Toelichting bij COM(2019)171 - Sluiting van het protocol tot uitvoering van de visserijovereenkomst met Guinee-Bissau (2019-2024)

Dit is een beperkte versie

U kijkt naar een beperkte versie van dit dossier in de EU Monitor.

1. ACHTERGROND VAN HET VOORSTEL

Motivering en doel van het voorstel

De partnerschapsovereenkomst inzake visserij tussen de Europese Gemeenschap en de Republiek Guinee-Bissau is op 15 april 2008 in werking getreden. Het meest recente protocol bij de overeenkomst is op 24 november 2014 in werking getreden en liep af op 23 november 2017.

Op basis van de desbetreffende onderhandelingsrichtsnoeren 1 heeft de Commissie met de regering van de Republiek Guinee-Bissau onderhandelingen gevoerd met het oog op het sluiten van een nieuw protocol bij de partnerschapsovereenkomst inzake visserij tussen de Europese Gemeenschap en de Republiek Guinee-Bissau 2 . Na afloop van deze onderhandelingen is op 15 november 2018 een nieuw protocol geparafeerd. Het protocol bestrijkt een periode van vijf jaar vanaf de datum van voorlopige toepassing, d.w.z. vanaf de datum van de ondertekening ervan, zoals bepaald in artikel 16 van het protocol.
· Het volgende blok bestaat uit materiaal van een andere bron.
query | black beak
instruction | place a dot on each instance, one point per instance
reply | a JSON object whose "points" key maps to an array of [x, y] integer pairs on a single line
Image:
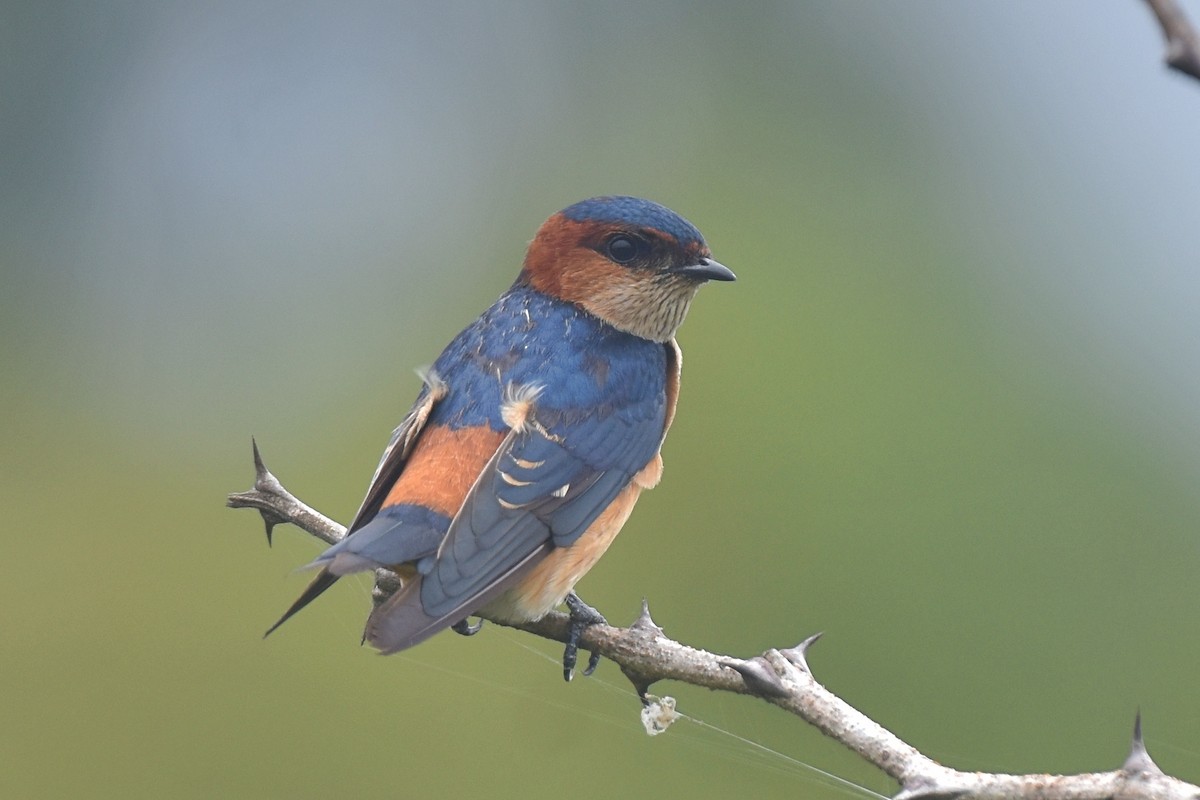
{"points": [[707, 269]]}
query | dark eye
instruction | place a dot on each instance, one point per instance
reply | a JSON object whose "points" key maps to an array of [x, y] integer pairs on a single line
{"points": [[623, 248]]}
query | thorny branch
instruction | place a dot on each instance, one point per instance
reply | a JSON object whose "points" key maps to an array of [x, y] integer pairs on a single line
{"points": [[779, 677], [1182, 41]]}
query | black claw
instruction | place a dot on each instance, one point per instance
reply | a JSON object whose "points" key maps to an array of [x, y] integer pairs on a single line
{"points": [[582, 615], [465, 627]]}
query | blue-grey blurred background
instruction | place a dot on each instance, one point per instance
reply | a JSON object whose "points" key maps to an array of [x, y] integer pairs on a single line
{"points": [[947, 414]]}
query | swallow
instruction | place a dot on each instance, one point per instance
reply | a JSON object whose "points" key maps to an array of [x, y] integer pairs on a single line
{"points": [[534, 433]]}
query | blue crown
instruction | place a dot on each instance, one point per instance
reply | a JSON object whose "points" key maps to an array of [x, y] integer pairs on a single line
{"points": [[635, 211]]}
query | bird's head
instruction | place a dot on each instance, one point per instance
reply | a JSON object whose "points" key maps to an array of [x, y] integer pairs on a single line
{"points": [[633, 263]]}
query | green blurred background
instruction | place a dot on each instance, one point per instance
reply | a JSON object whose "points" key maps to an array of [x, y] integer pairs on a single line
{"points": [[947, 414]]}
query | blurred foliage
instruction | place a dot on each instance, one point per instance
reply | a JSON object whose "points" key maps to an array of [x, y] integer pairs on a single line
{"points": [[946, 415]]}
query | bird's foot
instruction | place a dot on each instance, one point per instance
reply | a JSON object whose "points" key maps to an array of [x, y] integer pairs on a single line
{"points": [[582, 615], [465, 627]]}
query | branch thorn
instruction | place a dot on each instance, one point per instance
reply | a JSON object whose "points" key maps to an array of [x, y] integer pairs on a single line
{"points": [[1139, 761], [759, 677], [798, 655]]}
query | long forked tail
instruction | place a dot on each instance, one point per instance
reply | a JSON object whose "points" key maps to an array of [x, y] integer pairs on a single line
{"points": [[323, 581]]}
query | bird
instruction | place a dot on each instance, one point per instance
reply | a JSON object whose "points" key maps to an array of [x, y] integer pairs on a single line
{"points": [[534, 432]]}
Verenigbaarheid met bestaande bepalingen op het beleidsterrein

In overeenstemming met de prioriteiten van de hervorming van het visserijbeleid 3 biedt het nieuwe protocol vaartuigen van de Unie vangstmogelijkheden in de wateren van Guinee-Bissau op basis van de beste beschikbare wetenschappelijke adviezen en met inachtneming van de aanbevelingen van de Internationale Commissie voor de instandhouding van Atlantische tonijnen (International Commission for the Conservation of Atlantic Tunas – Iccat). Dit nieuwe protocol houdt rekening met de resultaten van een evaluatie van het meest recente protocol (2014-2017) en van een verkennende evaluatie waarin is nagegaan of het wenselijk is een nieuw protocol te sluiten. Beide evaluaties werden uitgevoerd door externe deskundigen. Voorts zal het protocol het voor de Europese Unie en de Republiek Guinee-Bissau mogelijk maken om nauwer samen te werken met het oog op de bevordering van een verantwoorde exploitatie van de visbestanden in de wateren van Guinee-Bissau, en zal het de inspanningen van Guinee-Bissau voor de ontwikkeling van zijn blauwe economie ondersteunen, dit alles in het belang van beide partijen.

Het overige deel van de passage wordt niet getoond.